Background on saving the Delta Smelt from the Center for Biological Diversity
“The tiny delta smelt is one of the best indicators of environmental conditions in the San Francisco Bay-Delta, an ecologically important estuary that is a major hub for California's water system — and an ecosystem that is now rapidly unraveling. The “smeltdown in the Delta,” as the extinction trajectory of delta smelt is known, has left the once-abundant species in critical condition due to record-high water diversions, pollutants, and harmful nonnative species that thrive in the degraded Delta habitat.

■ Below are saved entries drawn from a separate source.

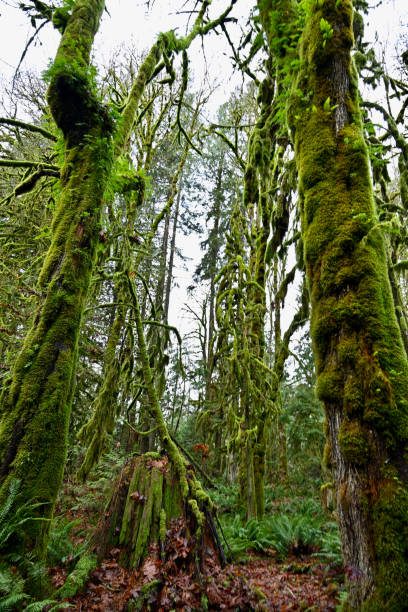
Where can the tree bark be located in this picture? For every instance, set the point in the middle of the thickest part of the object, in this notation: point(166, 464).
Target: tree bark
point(362, 372)
point(36, 402)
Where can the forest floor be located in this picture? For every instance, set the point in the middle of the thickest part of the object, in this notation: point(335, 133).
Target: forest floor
point(256, 584)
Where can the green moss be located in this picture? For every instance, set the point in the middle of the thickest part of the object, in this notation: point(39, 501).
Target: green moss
point(163, 525)
point(77, 580)
point(361, 365)
point(354, 444)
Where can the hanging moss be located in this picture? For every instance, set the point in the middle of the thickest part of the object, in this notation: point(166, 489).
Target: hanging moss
point(360, 361)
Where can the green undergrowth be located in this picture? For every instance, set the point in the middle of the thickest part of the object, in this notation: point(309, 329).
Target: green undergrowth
point(294, 524)
point(283, 534)
point(21, 574)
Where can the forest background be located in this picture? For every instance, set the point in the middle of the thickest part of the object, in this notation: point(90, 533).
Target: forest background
point(256, 438)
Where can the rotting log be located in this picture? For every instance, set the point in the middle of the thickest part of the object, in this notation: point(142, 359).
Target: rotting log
point(148, 520)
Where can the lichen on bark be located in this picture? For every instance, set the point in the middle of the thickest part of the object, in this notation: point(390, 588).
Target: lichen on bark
point(362, 373)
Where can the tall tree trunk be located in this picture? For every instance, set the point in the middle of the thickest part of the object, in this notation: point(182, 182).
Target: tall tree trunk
point(171, 255)
point(362, 371)
point(36, 402)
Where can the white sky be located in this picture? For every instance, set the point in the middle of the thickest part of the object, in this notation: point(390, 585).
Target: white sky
point(129, 23)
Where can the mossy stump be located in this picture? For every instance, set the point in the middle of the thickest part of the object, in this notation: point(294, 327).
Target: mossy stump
point(145, 505)
point(149, 524)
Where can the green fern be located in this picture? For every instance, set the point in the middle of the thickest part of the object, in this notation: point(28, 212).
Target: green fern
point(61, 550)
point(10, 521)
point(12, 602)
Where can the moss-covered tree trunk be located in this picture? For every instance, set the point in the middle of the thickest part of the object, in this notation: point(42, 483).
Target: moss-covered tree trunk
point(362, 373)
point(35, 404)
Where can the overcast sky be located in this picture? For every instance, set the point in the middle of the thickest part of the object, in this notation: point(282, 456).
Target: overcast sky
point(129, 23)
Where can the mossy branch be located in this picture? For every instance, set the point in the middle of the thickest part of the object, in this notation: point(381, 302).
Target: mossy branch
point(28, 126)
point(25, 163)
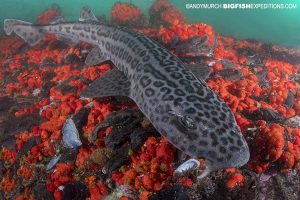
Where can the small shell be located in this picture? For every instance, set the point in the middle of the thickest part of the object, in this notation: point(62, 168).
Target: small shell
point(187, 165)
point(36, 92)
point(53, 162)
point(293, 122)
point(70, 134)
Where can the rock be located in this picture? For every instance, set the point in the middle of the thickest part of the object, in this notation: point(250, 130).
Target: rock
point(175, 192)
point(75, 191)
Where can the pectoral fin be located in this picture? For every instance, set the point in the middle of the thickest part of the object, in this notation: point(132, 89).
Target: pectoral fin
point(200, 71)
point(113, 83)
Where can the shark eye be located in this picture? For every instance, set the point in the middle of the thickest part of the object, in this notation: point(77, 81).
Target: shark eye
point(188, 122)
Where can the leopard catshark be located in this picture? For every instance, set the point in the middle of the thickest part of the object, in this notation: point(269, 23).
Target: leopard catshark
point(172, 94)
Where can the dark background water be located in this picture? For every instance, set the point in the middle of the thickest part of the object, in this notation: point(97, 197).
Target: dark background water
point(281, 26)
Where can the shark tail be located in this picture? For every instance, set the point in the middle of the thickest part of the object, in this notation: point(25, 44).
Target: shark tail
point(28, 32)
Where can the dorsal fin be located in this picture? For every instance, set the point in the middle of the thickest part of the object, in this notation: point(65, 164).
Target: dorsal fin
point(95, 57)
point(199, 70)
point(57, 20)
point(86, 15)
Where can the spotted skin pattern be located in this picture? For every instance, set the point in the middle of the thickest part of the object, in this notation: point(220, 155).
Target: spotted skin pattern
point(179, 105)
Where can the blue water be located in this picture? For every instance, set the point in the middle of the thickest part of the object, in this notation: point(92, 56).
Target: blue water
point(273, 25)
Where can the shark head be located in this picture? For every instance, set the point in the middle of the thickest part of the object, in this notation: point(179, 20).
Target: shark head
point(203, 126)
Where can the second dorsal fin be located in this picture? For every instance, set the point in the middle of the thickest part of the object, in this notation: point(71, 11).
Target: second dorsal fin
point(57, 20)
point(86, 15)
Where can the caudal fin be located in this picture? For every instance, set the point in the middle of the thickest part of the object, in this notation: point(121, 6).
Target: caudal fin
point(28, 32)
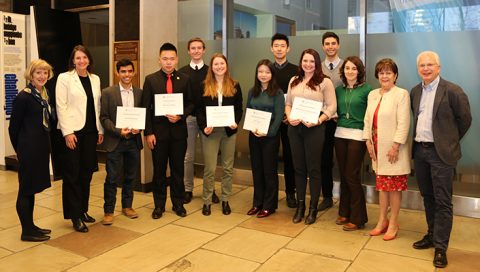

“This smelt's catastrophic decline is a warning that we may lose other native Delta fish that have fallen to alarmingly low levels as well, such as longfin smelt, salmon, and sturgeon. In fact, the delta smelt is only one of 12 of the original 29 indigenous Delta fish species that have been eliminated entirely from the area or that are threatened with extinction. An extinction risk analysis in 2006 warned that the Delta smelt could go extinct within 20 years.
“In 2007, when too few smelt were found during surveys to even calculate fish numbers, it was clear that the species was nearing extinction. Because federal and state agencies are failing to address the ecological problems in the Delta — moving forward with plans for water diversions and storage projects that will increase threats and further degrade Delta habitat — the Center is working to ratchet up protections for this species. A Center petition spurred the California Fish and Game Commission to upgrade its state protection status from threatened to endangered; we've also sued the U.S. Fish and Wildlife Service to achieve uplisting on the federal level.
“The Delta habitat for delta smelt is polluted with often-lethal concentrations of herbicides and pesticides discharged and transported from California's Central Valley into the fish's estuary home. Toxic pulses of pesticides have been documented in the Delta during critical stages in fish development, and pesticides have been implicated in the recent collapse of the delta smelt population. The Center is challenging the Environmental Protection Agency's registration and authorization-for-use of 46 toxic pesticides in and upstream of habitats for San Francisco Bay Area endangered species, including the Delta smelt; we continue to monitor and oppose harmful chemical pesticide use in California through our Pesticides Reduction Campaign.”